If you have the hash for a commit, you can use the git show command to display the changes for that single commit. The output is identical to each individual commit when using git log -p .
The most basic and powerful tool to do this is the git log command. By default, with no arguments, git log lists the commits made in that repository in reverse chronological order; that is, the most recent commits show up first.
git rev-list
can show children, but these children have to be reachable from the commits you provide. Assuming you want to show all children reachable from all branches in your repo, you can use something like
git rev-list --all --not $COMMIT^@ --children | grep "^$COMMIT"

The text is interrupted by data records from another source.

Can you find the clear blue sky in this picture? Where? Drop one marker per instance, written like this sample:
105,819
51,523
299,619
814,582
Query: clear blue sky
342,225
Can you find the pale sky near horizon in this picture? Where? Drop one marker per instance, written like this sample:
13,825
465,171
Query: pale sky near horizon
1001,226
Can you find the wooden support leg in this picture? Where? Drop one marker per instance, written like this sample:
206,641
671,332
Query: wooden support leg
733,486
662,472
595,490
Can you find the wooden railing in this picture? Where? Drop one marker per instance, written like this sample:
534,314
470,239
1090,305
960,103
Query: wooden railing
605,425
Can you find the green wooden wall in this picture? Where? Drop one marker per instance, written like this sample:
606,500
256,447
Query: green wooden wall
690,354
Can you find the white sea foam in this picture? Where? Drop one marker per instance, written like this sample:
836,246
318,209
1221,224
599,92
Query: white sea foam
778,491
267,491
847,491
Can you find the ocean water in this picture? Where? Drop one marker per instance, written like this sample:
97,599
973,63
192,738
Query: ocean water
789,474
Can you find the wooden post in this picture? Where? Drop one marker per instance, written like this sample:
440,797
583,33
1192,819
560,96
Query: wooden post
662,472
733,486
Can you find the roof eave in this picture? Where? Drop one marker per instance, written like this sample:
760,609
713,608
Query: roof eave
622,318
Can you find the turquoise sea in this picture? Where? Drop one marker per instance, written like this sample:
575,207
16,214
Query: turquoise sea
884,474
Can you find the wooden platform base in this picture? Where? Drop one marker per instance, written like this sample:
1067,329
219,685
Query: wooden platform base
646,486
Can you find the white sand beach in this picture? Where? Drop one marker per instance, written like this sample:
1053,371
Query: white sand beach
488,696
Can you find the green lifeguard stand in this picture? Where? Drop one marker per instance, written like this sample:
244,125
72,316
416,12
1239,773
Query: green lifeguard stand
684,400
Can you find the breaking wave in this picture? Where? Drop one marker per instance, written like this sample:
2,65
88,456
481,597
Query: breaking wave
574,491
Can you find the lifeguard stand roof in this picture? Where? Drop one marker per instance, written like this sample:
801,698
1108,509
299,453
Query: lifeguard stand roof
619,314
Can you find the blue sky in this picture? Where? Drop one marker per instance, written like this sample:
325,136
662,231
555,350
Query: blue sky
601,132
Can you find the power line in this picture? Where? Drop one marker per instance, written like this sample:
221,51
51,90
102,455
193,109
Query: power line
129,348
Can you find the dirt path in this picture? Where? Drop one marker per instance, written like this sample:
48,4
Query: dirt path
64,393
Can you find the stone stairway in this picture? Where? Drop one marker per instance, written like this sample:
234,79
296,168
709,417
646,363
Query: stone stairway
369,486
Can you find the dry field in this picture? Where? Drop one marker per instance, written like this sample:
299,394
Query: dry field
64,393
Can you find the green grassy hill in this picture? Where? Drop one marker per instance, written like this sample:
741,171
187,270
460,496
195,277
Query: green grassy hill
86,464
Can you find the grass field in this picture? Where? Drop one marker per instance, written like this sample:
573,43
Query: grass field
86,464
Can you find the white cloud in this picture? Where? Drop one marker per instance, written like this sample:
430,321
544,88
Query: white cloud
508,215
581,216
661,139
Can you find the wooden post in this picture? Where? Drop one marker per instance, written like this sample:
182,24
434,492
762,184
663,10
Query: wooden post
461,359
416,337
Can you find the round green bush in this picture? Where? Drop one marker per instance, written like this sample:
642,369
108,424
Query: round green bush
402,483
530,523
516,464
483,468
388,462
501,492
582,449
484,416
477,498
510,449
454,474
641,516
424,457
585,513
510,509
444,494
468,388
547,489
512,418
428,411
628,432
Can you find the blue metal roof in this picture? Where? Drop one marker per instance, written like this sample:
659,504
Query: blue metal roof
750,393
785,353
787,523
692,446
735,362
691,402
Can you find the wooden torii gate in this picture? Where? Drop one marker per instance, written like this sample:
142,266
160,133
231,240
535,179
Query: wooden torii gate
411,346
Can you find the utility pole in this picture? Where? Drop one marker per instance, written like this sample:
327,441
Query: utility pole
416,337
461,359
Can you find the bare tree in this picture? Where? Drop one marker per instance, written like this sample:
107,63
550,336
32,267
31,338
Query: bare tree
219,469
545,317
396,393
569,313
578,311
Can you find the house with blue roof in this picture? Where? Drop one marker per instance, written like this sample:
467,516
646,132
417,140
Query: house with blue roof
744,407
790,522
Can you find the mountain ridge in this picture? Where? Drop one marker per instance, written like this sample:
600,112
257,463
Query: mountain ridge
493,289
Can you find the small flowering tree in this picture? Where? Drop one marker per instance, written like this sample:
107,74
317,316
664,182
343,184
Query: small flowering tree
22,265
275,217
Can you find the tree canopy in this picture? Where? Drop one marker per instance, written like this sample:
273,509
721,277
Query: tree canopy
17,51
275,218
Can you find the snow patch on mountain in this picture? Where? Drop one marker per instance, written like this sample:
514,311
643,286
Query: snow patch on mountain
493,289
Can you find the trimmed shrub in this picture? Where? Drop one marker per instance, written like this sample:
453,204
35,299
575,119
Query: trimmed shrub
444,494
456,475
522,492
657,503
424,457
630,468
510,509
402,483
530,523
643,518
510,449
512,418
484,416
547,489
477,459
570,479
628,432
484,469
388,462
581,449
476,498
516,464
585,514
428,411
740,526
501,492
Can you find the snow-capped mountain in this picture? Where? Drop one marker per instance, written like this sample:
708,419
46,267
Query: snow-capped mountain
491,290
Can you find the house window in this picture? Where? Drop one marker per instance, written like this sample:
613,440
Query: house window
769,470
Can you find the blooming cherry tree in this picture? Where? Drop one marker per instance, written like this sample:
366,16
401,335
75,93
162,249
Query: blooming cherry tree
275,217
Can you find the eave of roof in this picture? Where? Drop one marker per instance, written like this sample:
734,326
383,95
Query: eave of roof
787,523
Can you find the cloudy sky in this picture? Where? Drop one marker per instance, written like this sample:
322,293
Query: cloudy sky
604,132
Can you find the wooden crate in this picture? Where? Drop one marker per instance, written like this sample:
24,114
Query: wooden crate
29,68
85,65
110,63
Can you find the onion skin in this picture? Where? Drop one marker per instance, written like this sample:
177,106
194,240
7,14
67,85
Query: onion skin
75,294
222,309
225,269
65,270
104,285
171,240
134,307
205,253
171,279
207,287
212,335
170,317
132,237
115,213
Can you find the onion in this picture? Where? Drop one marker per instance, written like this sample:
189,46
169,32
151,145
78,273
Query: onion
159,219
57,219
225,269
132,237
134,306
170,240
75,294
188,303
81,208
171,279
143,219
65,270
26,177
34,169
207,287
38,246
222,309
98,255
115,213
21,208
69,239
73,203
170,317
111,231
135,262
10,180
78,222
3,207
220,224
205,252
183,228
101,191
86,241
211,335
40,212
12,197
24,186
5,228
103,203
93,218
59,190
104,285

This should output a line that looks like
$COMMIT $child1 $child2 $child3 ...
For convenience, you can add turn the command into a git alias:
children = "!f() { git rev-list --all --not $1^@ --children | grep $(git rev-parse $1); }; f" # reachable children of a ref
The syntax $COMMIT^@
might be confusing, so I'll explain it. Hopefully $COMMIT
is self-explanatory. This is then followed by ^@
, which expands to all parents of the referenced commit. So $COMMIT^@
means "all parents of $COMMIT
". Since this follows the --not
flag, this instructs rev-list
to stop processing after it hits any parent of $COMMIT
. This is basically just an optimization, because any commit reachable from $COMMIT
cannot possibly be a child.
Note: a previous version of this answer said tail -1
instead of grep "^$COMMIT"
. This may work in a simple test repo (which is why I initially said it), but there's no guarantee that git rev-list will emit $COMMIT
last, if you have any branches that do not contain $COMMIT
.
I use the following alias (based on @Lily Ballard's answer:
# Get all children of current or specified commit-ish children = "!bash -c 'c=${1:-HEAD}; set -- $(git rev-list --all --not \"$c\"^@ --children | grep $(git rev-parse \"$c\") ); shift; echo $*' -"
HEAD
commit-ish
- gives all children of that objectIf you love us? You can donate to us via Paypal or buy me a coffee so we can maintain and grow! Thank you!